Under present law, certain 501(c) organizations must attach to their annual information returns (IRS Forms 990) a list (Schedule B) of donors who contribute $5,000 or more during the year (‘‘substantial contributors’’). The Schedule B is kept confidential by the Internal Revenue Service (IRS) and is not made public.
Certain 501(c) organizations, such as social welfare organizations, are permitted to engage in political activity. These politically active 501(c)(4) organizations are required to disclose their substantial contributors to the IRS but are not required to disclose them to the public.
There has been a sharp rise in undisclosed money being spent by tax-exempt groups in federal elections since the Supreme Court issued its 2010 Citizens United decision. This bill would make it even easier for donors to anonymously funnel money in support of political candidates. Already in this election cycle, according to the Center for Responsive Politics, political spending by tax-exempt groups is five times the amount spent at this point during the 2012 election cycle.

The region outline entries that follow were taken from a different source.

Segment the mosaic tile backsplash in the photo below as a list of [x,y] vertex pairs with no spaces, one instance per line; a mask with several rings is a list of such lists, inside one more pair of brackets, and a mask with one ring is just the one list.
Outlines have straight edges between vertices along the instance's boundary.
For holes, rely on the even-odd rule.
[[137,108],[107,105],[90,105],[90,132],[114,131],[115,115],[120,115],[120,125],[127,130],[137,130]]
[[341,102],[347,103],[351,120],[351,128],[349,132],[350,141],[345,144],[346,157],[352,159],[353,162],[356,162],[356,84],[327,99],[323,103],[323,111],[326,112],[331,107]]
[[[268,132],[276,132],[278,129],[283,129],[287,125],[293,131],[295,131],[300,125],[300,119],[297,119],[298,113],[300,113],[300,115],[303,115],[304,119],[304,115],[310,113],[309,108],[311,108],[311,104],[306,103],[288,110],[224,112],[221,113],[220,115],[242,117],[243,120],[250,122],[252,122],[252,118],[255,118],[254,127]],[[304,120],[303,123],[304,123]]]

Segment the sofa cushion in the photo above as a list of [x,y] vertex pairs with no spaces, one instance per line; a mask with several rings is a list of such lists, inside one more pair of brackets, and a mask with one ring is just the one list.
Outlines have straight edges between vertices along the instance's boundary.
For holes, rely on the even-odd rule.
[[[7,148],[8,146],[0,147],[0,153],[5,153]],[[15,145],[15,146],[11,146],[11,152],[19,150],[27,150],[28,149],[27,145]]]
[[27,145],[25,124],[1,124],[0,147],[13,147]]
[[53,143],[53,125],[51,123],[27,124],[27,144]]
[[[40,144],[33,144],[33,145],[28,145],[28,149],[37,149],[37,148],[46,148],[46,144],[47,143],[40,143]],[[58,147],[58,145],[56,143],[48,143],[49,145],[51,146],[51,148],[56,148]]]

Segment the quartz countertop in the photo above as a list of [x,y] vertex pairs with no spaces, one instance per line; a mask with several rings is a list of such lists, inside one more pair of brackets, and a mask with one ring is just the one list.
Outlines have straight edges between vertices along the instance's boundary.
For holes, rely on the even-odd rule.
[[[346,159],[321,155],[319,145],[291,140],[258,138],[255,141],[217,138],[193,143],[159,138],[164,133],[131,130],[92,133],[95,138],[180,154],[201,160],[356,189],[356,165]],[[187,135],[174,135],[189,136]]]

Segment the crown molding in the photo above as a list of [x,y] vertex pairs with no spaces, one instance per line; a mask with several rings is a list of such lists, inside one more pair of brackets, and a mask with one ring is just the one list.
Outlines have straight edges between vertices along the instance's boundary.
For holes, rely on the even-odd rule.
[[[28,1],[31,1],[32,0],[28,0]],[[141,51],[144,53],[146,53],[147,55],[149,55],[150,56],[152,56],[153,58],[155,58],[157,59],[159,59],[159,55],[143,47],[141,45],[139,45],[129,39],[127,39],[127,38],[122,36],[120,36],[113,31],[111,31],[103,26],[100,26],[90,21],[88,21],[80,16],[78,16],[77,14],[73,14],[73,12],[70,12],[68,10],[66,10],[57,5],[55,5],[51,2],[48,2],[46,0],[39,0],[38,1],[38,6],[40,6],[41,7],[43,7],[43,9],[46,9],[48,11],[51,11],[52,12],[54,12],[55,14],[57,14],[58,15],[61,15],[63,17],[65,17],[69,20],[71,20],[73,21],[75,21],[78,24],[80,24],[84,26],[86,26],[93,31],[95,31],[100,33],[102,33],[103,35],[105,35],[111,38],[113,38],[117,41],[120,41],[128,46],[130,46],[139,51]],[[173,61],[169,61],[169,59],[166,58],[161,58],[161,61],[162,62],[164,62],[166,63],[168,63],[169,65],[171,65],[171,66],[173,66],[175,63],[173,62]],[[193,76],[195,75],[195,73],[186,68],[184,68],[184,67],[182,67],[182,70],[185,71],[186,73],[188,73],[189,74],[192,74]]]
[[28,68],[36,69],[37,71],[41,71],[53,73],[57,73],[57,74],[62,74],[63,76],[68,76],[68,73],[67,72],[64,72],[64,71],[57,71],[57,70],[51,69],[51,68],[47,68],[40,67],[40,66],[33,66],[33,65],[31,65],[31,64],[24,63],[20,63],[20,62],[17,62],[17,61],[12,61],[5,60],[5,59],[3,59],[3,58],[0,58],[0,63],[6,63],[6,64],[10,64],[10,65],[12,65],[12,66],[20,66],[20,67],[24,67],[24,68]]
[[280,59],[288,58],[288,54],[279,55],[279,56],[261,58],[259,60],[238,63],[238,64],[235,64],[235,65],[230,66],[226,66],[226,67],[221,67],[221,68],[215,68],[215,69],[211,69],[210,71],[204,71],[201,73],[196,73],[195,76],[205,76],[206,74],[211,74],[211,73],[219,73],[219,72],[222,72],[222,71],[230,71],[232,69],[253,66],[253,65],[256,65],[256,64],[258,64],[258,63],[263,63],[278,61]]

It is no secret as to why Republicans are working to keep donors a secret: the three largest spenders from 2012—representing fully 51% of the total—include Karl Rove’s Crossroads GPS (that spent $71 million); the Koch Brothers’ Americans for Prosperity (that spent $36 million); and the Koch Brothers’ American Future Fund (that spent $25 million). It is no surprise the Koch Companies Public Sector, LLC sent a letter to Republican Members on the day of the markup urging them to support the bill. Simply put, H.R. 5053 does nothing more than solidify the secrecy around the Republicans’ big campaign efforts.
The bill also potentially opens the door for unlimited, secret money from foreign governments or individuals to be funneled into our elections. Currently, foreign money cannot be given or spent in our elections. The only real protection we have against the use of foreign money by politically active social welfare organizations is that they must disclose their substantial contributors to the IRS. This requirement means that tax-exempt, 501(c)(4) groups know they can be held accountable if they illegally spend foreign money in federal elections. Campaign finance reform groups opposing this bill warned that, if donor disclosure to the IRS is eliminated, no one will know whether a social welfare organization has received foreign funds and is illegally spending them in our elections.
We should not support efforts to reduce transparency and make it easier for donors to pour unlimited funds into political campaigns. For these reasons, we oppose this bill.